Rose Leslie assume o outro lado da moeda. E depois de a termos visto desenvolver uma química cativante com Kit Harington em Game of Thrones, que inclusive passou a barreira da ficção, ela calou as vozes críticas que achavam que tinha sido um golpe de sorte. Não foi caso único e em The Time Traveler’s Wife ela comprova que é perfeita para contar histórias de amor. A conexão entre ela e Theo James eleva a história e ajuda a que percebamos e nos apaixonemos ainda mais por este relacionamento peculiar. 


Clare é uma personagem difícil, porque ela não é o protótipo de heroína romântica, donzela indefesa. Não, ela tem personalidade e parte ativa naquele relacionamento.
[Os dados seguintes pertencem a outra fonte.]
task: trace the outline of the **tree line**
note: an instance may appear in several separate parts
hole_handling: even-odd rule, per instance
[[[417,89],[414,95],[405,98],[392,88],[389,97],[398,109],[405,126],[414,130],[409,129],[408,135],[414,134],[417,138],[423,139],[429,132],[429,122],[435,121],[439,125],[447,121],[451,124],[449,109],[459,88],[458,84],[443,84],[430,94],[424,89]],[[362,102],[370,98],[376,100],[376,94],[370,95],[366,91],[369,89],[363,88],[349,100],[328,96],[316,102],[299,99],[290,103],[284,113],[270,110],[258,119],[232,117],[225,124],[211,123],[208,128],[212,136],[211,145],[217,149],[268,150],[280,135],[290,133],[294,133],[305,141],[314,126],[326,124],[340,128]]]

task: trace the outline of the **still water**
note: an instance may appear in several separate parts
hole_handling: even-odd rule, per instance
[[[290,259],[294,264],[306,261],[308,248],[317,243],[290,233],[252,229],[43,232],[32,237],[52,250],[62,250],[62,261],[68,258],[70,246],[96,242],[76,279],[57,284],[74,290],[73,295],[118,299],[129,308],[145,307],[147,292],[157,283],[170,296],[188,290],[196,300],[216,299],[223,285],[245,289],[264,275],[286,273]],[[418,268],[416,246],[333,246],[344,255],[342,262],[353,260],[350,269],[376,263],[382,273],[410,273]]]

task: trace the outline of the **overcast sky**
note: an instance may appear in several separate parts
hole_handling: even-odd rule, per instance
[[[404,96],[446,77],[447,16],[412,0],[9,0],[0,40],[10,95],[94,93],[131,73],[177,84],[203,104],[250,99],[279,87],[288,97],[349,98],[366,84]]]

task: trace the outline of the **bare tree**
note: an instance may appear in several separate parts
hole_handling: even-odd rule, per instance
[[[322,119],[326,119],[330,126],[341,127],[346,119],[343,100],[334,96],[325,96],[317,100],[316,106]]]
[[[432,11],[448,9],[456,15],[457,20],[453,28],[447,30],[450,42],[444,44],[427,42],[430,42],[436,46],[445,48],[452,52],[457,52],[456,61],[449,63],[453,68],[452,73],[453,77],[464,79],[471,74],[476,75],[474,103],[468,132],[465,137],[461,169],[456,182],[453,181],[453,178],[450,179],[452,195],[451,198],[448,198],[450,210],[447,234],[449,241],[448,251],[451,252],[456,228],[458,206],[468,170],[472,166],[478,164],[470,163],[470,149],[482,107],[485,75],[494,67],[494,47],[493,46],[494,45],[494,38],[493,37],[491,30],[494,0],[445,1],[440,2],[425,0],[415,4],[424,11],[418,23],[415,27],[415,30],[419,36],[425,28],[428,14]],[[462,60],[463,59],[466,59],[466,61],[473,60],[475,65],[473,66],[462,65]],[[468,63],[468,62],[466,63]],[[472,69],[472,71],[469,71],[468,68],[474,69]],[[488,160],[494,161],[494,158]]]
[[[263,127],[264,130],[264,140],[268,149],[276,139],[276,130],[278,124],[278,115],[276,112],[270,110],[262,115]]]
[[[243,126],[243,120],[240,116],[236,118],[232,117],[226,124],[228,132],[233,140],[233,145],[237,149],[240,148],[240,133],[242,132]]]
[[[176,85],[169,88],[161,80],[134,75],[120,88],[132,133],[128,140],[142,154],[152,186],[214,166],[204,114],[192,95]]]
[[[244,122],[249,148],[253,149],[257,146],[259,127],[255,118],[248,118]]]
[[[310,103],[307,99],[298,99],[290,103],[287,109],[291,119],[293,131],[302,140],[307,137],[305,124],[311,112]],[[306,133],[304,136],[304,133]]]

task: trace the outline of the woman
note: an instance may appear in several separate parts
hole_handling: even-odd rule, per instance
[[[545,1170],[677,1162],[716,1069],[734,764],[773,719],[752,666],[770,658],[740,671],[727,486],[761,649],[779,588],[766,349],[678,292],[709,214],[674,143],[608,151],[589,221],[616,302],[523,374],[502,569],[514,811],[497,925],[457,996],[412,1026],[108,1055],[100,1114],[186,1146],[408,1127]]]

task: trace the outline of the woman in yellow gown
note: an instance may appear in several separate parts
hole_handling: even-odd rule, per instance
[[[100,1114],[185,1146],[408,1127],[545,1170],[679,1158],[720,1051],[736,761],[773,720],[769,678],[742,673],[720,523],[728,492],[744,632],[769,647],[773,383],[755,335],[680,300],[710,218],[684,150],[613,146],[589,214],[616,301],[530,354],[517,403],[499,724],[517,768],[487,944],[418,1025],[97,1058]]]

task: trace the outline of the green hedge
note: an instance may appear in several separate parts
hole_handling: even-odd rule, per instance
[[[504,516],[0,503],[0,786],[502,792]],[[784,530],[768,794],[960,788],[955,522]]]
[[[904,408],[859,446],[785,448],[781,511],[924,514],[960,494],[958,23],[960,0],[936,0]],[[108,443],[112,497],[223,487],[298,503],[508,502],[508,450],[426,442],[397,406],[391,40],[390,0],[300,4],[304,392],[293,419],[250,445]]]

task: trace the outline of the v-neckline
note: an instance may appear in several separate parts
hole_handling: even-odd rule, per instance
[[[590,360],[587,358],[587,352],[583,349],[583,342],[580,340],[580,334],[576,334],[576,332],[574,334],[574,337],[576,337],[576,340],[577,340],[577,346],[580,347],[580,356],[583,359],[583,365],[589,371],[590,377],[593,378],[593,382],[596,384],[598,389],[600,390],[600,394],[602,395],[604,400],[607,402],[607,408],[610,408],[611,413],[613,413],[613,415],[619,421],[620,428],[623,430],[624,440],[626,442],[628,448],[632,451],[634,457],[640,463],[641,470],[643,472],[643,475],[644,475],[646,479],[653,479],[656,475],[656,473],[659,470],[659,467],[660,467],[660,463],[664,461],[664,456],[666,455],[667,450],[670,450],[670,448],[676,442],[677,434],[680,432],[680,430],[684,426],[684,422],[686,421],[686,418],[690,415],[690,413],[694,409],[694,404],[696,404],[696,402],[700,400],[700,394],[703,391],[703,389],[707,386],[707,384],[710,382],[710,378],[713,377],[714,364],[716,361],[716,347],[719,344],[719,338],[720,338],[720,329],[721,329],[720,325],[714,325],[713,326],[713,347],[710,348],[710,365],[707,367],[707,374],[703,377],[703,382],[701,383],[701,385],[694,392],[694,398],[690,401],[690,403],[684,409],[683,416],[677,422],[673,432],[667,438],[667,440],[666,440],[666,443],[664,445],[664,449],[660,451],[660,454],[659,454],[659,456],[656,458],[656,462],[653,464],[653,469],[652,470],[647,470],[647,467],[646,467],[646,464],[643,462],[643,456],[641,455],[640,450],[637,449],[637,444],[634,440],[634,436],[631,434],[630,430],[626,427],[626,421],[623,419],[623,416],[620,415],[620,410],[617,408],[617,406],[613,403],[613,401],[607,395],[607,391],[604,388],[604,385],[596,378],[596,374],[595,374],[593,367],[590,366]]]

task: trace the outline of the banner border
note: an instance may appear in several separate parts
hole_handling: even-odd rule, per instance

Por mais que ela se sinta quase predestinada a ficar o resto da vida com Henry, é um facto, que ela própria coloca isso em causa várias vezes. 


Ela está enredada na condição de Henry tanto ou mais que ele, mas ao passo que Henry acaba por ter mais vislumbres do que é futuro (ou pelo menos algum flash de esperança), para Clare tudo aquilo se resume a dados contactos por Henry, ela tem nenhum dado que comprove o que é o futuro, sem ser o seu amor exacerbado pela versão de Henry que ela conheceu quando era bem criança. 


E essa conexão afetiva é tão grande e tão inquebrável, apesar dela, muitas vezes, reagir como se tivesse livre-arbítrio, que ela não chega nunca a colocar em causa que Henry pode, ao fim ao cabo, ser um manipulador que fez as ligações necessárias para que eles chegassem naquele ponto. 


É um dado que a série deveria ter explorado mais? Até pode ser, mas estamos tão mergulhados no amor dos dois, que esse questionamento acaba por ser algo secundário, que só nos salta à memória depois de pensarmos mais sobre a série em si, mas a essa altura já o objetivo principal da série está cumprido: Entreter-nos e envolver-nos.


Destino e livre-arbítrio, The Time Traveler’s Wife é uma obra que faz convergir o romantismo e a filosofia, recheada de contexto e com um universo que se estabelece de uma forma bem coesa e percetível, e diga-se que não é, de todo, tarefa fácil. 


Chegamos a ter versões de Henry de quatro ou mais idades diferentes no ecrã, e tudo isso acontece sem perdermos o fio à meada, sem uma confusão de linhas temporais que rivalizasse com a primeira temporada de The Witcher


É uma forma diferente de contar uma história de amor, utilizando os clichês básicos que já sabemos que funcionam, mas que são necessários porque afinal estamos a falar de romance, e sabemos que o romantismo é todo ele feito de clichês ridículos mas que mesmo sendo clichês são absurdamente verídicos e fofos. 


Há margem para que esta história se estenda, e por mais que o final seja bastante digno e ofereça um encerramento que realmente coloca os personagens com algo mais do que tinham no arranque da série. 


Deixou-nos com vontade de vermos mais, de sabermos se o sonho de Clare se concretiza e de percebermos como seria a vida de alguém que herdasse a condição de Henry, teria alguma mutação que o ajudasse a que tudo fosse mais tranquilo? Ou nem tão pouco é uma condição hereditária? Ficaram questões secundárias para responder numa possível segunda temporada, mas caso tudo se encerre por aqui, The Time Traveler’s Wife continua a ser o nosso maior conselho para se ver numa sessão de séries com o vosso par romântico, porque garantimos que consegue agradar a vários públicos sem perder a beleza.